Corrective Actions: PSEGs corrective actions included revising their fuel handling procedures to include more specific guidance regarding ITTR and the prerequisites to move susceptible FAs, inspecting the top-nozzles of the two moved FAs and performing an extent of condition review of all prepared move sheets.
Corrective Action References: 70205775 Performance Assessment:
Performance Deficiency: PSEG did not follow their procedures for the movement of spent fuel. Specifically, PSEG did not follow their Fuel Handling procedure, SC.RE-FR.ZZ-0001, to ensure that susceptible spent FAs had either their supporting rods inspected or an instrument tube tie rod (ITTR) installed prior to being moved. This was a performance deficiency which was reasonably within the PSEGs ability to foresee and correct and should have been prevented.
Screening: The inspectors determined the performance deficiency was more than minor because it was associated with the Human Performance attribute of the Barrier Integrity cornerstone.

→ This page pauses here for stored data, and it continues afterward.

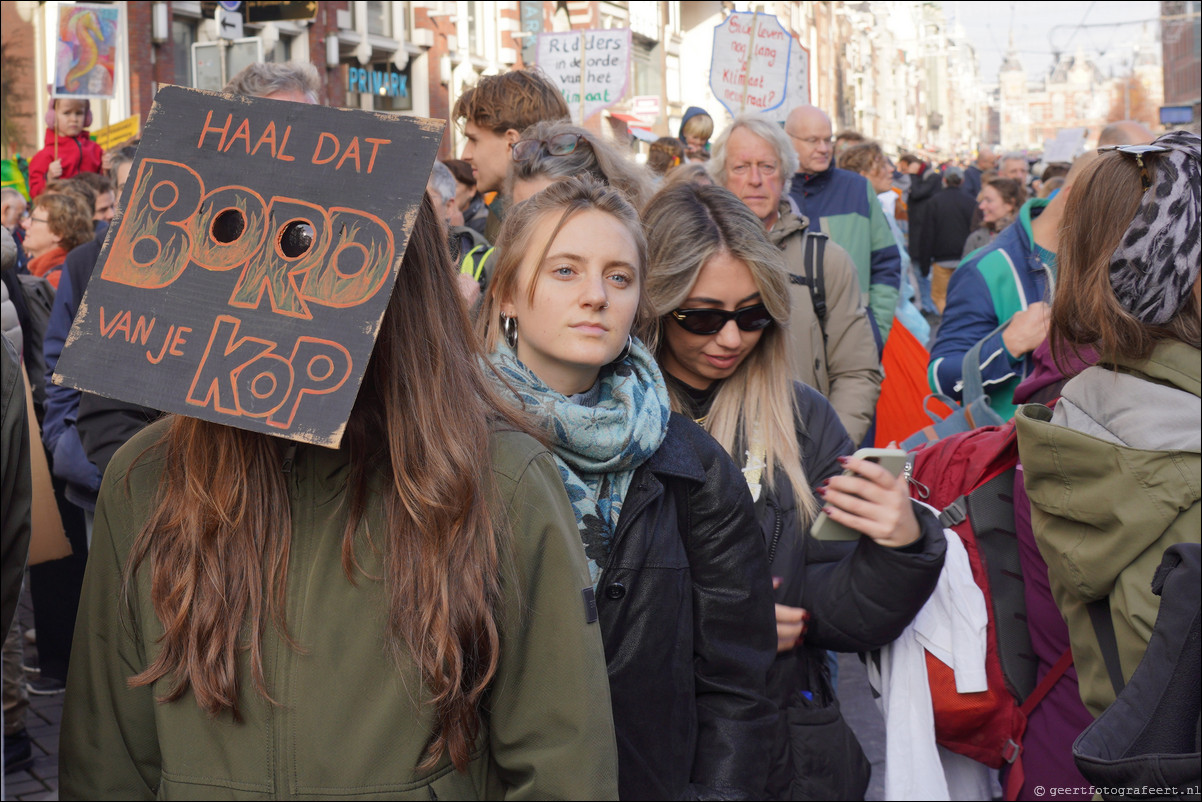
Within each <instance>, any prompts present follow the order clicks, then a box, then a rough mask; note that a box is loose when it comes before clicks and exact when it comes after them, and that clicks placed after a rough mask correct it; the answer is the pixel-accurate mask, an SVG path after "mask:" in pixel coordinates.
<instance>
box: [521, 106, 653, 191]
mask: <svg viewBox="0 0 1202 802" xmlns="http://www.w3.org/2000/svg"><path fill="white" fill-rule="evenodd" d="M510 155H511V156H512V158H513V161H512V162H511V164H510V172H508V177H507V178H506V194H507V195H508V196H510V197H512V198H513V202H514V203H520V202H522V201H525V200H528V198H529V197H530V196H531V195H534V194H535V192H537V191H538V190H542V189H546V188H547V186H549V185H551V184H553V183H555V182H558V180H564V179H565V178H577V177H581V176H591V177H593V178H595V179H596V180H599V182H601V183H602V184H607V185H608V186H613V188H615V189H619V190H621V192H623V195H625V196H626V200H627V201H630V203H631V204H632V206H633V207H635V208H636V209H642V208H643V204H645V203H647V200H648V198H649V197H650V196H651V191H653V190H651V184H650V179H649V177H648V176H647V170H645V168H644V167H642V166H639V165H637V164H635V162H633V161H631V160H630V159H627V158H626V156H625V155H624V154H623V153H621V152H619V150H618V149H617V148H614V147H613V145H612V144H611V143H608V142H606V141H605V139H602V138H601V137H599V136H597V135H595V133H593V132H591V131H589V130H587V129H582V127H579V126H578V125H572V124H571V123H566V121H554V123H536V124H535V125H531V126H530V127H528V129H526V130H525V131H523V132H522V138H520V139H519V141H517V142H514V143H513V147H512V149H511V150H510Z"/></svg>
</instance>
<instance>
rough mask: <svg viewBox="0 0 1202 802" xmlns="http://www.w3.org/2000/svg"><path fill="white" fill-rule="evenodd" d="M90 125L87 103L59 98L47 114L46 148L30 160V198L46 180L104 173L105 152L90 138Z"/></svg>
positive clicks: (38, 189) (53, 179)
mask: <svg viewBox="0 0 1202 802" xmlns="http://www.w3.org/2000/svg"><path fill="white" fill-rule="evenodd" d="M89 123H91V108H90V107H89V105H88V101H87V100H81V99H75V97H58V99H54V100H52V101H50V111H49V112H47V114H46V125H47V129H46V147H44V148H42V149H41V150H38V152H37V155H35V156H34V158H32V159H31V160H30V161H29V196H30V197H37V196H38V195H40V194H41V192H42V190H44V189H46V182H47V180H56V179H60V178H73V177H76V176H78V174H79V173H99V172H101V166H100V162H101V159H102V156H103V155H105V152H103V150H101V148H100V145H99V144H96V143H95V142H93V141H91V139H90V138H88V131H87V130H85V126H87V125H88V124H89Z"/></svg>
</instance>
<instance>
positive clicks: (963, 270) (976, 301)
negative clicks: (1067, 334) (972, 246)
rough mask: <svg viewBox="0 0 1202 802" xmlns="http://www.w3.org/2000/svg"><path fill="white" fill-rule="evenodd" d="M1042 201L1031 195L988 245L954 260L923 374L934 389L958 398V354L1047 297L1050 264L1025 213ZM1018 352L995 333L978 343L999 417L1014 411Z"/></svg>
mask: <svg viewBox="0 0 1202 802" xmlns="http://www.w3.org/2000/svg"><path fill="white" fill-rule="evenodd" d="M1047 204H1048V202H1047V201H1045V200H1040V198H1034V200H1031V201H1028V202H1027V204H1025V206H1023V208H1022V210H1020V212H1019V214H1018V219H1017V220H1016V221H1014V222H1013V224H1012V225H1011V226H1010V227H1008V228H1006V230H1005V231H1002V232H1001V233H1000V234H998V237H996V239H994V240H993V243H990V244H989V245H988V246H986V248H982V249H980V250H977V251H974V253H972V254H970V255H969V257H968V259H965V260H964V261H963V262H960V266H959V267H958V268H957V269H956V273H953V274H952V280H951V284H948V286H947V307H946V308H945V309H944V319H942V323H941V325H940V327H939V332H938V333H936V334H935V344H934V345H933V346H932V349H930V366H929V368H928V370H927V378H928V380H929V381H930V387H932V390H934V391H935V392H936V393H945V394H947V396H951V397H952V398H957V399H958V398H959V397H960V390H962V384H960V363H962V362H963V361H964V355H965V354H966V352H968V351H969V349H971V347H972V346H974V345H975V344H976V343H977V341H980V340H981V339H982V338H984V337H987V335H989V333H990V332H993V331H994V329H995V328H998V326H1000V325H1001V323H1002V322H1005V321H1007V320H1010V319H1011V317H1012V316H1013V315H1014V313H1017V311H1019V310H1022V309H1027V307H1029V305H1030V304H1033V303H1035V302H1037V301H1043V299H1045V298H1047V299H1051V292H1049V285H1051V284H1053V283H1054V280H1055V278H1054V271H1055V266H1054V265H1051V266H1049V265H1045V263H1043V262H1042V261H1041V260H1040V257H1039V256H1037V255H1036V251H1035V242H1034V239H1033V237H1031V218H1037V216H1039V215H1040V213H1041V212H1042V210H1043V207H1046V206H1047ZM1024 362H1025V358H1024V357H1014V356H1012V355H1011V354H1010V352H1008V351H1007V350H1006V346H1005V345H1004V344H1002V340H1001V332H999V333H996V334H993V335H992V337H989V339H988V340H986V343H984V345H982V346H981V379H982V381H983V382H984V390H986V392H987V393H988V394H989V399H990V402H992V405H993V409H994V411H996V412H998V414H999V415H1001V417H1002V418H1004V420H1007V421H1008V420H1010V418H1011V417H1013V416H1014V403H1013V394H1014V387H1017V386H1018V382H1019V381H1022V380H1023V375H1024V374H1025V373H1027V366H1025V364H1024Z"/></svg>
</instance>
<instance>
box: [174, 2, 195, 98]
mask: <svg viewBox="0 0 1202 802" xmlns="http://www.w3.org/2000/svg"><path fill="white" fill-rule="evenodd" d="M171 40H172V57H173V58H174V61H175V83H178V84H179V85H182V87H191V85H194V84H192V44H194V43H195V42H196V20H195V19H186V18H185V19H182V18H179V17H175V18H174V19H172V20H171Z"/></svg>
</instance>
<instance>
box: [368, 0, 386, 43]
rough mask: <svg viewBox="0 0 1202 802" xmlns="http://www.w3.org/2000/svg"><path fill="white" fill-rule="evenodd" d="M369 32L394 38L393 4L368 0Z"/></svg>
mask: <svg viewBox="0 0 1202 802" xmlns="http://www.w3.org/2000/svg"><path fill="white" fill-rule="evenodd" d="M367 6H368V8H367V12H368V34H371V35H373V36H386V37H388V38H392V4H391V2H385V1H377V0H368V4H367Z"/></svg>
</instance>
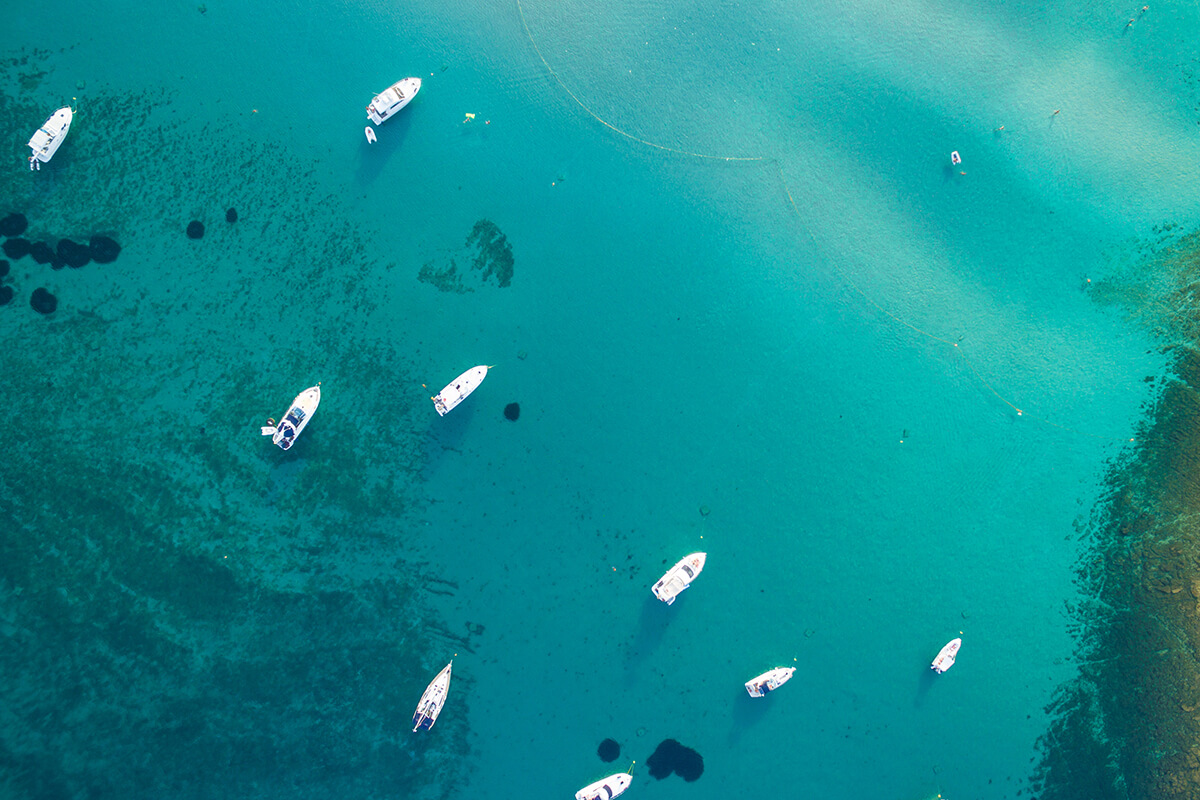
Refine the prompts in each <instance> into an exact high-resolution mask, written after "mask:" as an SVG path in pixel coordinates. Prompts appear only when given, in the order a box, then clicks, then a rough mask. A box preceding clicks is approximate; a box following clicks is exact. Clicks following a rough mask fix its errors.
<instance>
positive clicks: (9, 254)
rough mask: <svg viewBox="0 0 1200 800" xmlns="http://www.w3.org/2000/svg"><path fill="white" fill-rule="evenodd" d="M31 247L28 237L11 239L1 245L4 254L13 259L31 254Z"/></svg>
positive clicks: (19, 257)
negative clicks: (29, 253)
mask: <svg viewBox="0 0 1200 800" xmlns="http://www.w3.org/2000/svg"><path fill="white" fill-rule="evenodd" d="M29 248H30V243H29V240H28V239H10V240H7V241H5V243H4V245H2V246H0V249H4V254H5V255H7V257H8V258H11V259H13V260H17V259H18V258H25V257H26V255H29Z"/></svg>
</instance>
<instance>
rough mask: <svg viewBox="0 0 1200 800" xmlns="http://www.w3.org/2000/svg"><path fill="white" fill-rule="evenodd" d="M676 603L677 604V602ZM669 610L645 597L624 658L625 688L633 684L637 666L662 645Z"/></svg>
mask: <svg viewBox="0 0 1200 800" xmlns="http://www.w3.org/2000/svg"><path fill="white" fill-rule="evenodd" d="M676 602H677V603H678V601H676ZM670 610H673V608H672V607H671V606H667V604H666V603H664V602H662V601H660V600H658V599H656V597H654V596H650V597H647V599H646V601H644V602H643V603H642V613H641V614H640V616H638V620H637V634H636V636H635V637H634V640H632V642H631V643H630V644H629V650H628V651H626V652H628V655H626V657H625V685H626V686H631V685H632V684H634V681H635V678H636V672H637V668H638V666H641V663H642V662H643V661H646V658H647V657H648V656H650V654H653V652H654V651H655V650H656V649H658V648H659V645H660V644H662V634H664V633H665V632H666V630H667V625H668V624H670V621H671V614H670V613H668V612H670Z"/></svg>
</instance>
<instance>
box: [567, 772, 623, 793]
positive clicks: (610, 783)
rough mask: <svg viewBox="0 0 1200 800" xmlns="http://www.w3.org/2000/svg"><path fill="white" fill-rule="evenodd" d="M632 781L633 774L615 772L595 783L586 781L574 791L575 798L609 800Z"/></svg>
mask: <svg viewBox="0 0 1200 800" xmlns="http://www.w3.org/2000/svg"><path fill="white" fill-rule="evenodd" d="M632 782H634V776H632V775H631V774H630V772H616V774H613V775H610V776H608V777H605V778H600V780H599V781H596V782H595V783H588V784H587V786H586V787H583V788H582V789H580V790H578V792H576V793H575V800H611V799H612V798H616V796H617V795H618V794H620V793H622V792H624V790H625V789H628V788H629V784H630V783H632Z"/></svg>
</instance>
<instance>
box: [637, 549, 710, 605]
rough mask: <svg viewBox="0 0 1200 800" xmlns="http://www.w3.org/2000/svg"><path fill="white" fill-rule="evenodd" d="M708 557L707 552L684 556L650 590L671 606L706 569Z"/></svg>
mask: <svg viewBox="0 0 1200 800" xmlns="http://www.w3.org/2000/svg"><path fill="white" fill-rule="evenodd" d="M707 558H708V554H707V553H692V554H691V555H685V557H683V559H680V560H679V563H678V564H676V565H674V566H673V567H671V569H670V570H667V573H666V575H664V576H662V577H661V578H659V582H658V583H655V584H654V588H653V589H650V591H653V593H654V596H655V597H658V599H659V600H661V601H662V602H665V603H666V604H667V606H670V604H671V603H673V602H674V601H676V597H678V596H679V593H682V591H683V590H684V589H686V588H688V587H689V585H691V582H692V581H695V579H696V576H697V575H700V571H701V570H703V569H704V559H707Z"/></svg>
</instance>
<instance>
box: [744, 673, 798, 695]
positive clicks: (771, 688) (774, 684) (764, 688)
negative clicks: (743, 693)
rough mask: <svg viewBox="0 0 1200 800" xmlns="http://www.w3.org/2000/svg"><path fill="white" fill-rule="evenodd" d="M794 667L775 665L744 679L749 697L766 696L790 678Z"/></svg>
mask: <svg viewBox="0 0 1200 800" xmlns="http://www.w3.org/2000/svg"><path fill="white" fill-rule="evenodd" d="M793 673H796V667H775V668H774V669H768V670H767V672H764V673H763V674H761V675H758V676H757V678H752V679H750V680H748V681H746V692H749V693H750V697H766V696H767V694H768V693H770V692H773V691H774V690H776V688H779V687H780V686H782V685H784V684H786V682H787V681H790V680H791V679H792V674H793Z"/></svg>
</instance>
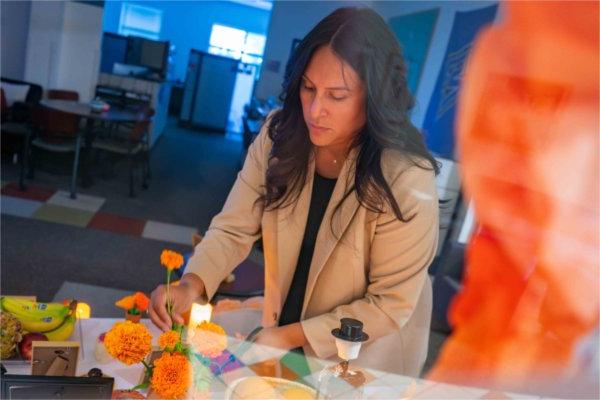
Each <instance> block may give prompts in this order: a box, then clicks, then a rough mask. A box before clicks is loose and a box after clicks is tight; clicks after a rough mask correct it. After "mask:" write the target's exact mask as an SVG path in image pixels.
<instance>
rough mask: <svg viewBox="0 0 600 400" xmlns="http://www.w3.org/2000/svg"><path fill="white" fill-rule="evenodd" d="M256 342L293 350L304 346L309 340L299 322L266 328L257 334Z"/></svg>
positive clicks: (268, 345)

This finding was more than minor in accordance with IMC 0612, Power Reactor Inspection Reports, Appendix B, Issue Screening, dated January 1, 2018, because it adversely affected the Human Performance attribute of the Barrier Integrity cornerstone objective to provide reasonable assurance that physical design barriers (fuel cladding, reactor coolant system, and containment) protect the public from radionuclide releases caused by accidents or events. Specifically, PSEG not following their procedures to ensure adequate inspection or installation of special tooling prior to handling IGSCC susceptible FAs had the potential for top-nozzle-separation, a dropped FA, and damage to a FA which could have challenged the ability of the fuel cladding to remain intact.
Significance: The inspectors assessed the significance of the finding using Appendix A, The Significance Determination Process (SDP) for Findings At-Power. The inspectors assessed significance of this condition using IMC 0609, Appendix A, Exhibit 3, Barrier Integrity Screening Questions, Section D, Spent Fuel Pool. The finding was determined to be of very low safety significance (Green), because the performance deficiency did not affect fuel pool temperature or level, did not affect neutron absorber capability or result in a fuel bundle being misplaced, and although the performance deficiency resulted in fuel handling errors, it did not cause mechanical damage to fuel clad AND a detectible release of radionuclides.
Cross-Cutting Aspect: H.12 - Avoid Complacency: Individuals recognize and plan for the possibility of mistakes, latent issues, and inherent risk, even while expecting successful outcomes. Individuals implement appropriate error reduction tools. This finding in accordance with IMC 0310, Aspects within the Cross-Cutting Areas, dated December 04, 2014, has a cross-cutting aspect in the Human Performance cross-cutting area associated with Avoid Complacency, in that PSEG did not recognize and plan for the possibility of latent
issues associated with fuel handling. Specifically, prior to authorizing fuel handling, PSEG did not verify that all procedural prerequisites were met. (H.12)
Enforcement: Inspectors did not identify a violation of regulatory requirements associated with this finding.
EXIT MEETINGS AND DEBRIEFS The inspectors verified no proprietary information was retained or documented in this report.
- On July 11, 2019, the inspectors presented the integrated inspection results to
- Mr. Charles McFeaters, Salem Site Vice President and other members of the licensee staff.
- On April 30, 2019, the inspectors presented the preliminary inservice inspection results to Jean Fleming, Director of Site Regulatory Compliance, and other members of the licensee staff.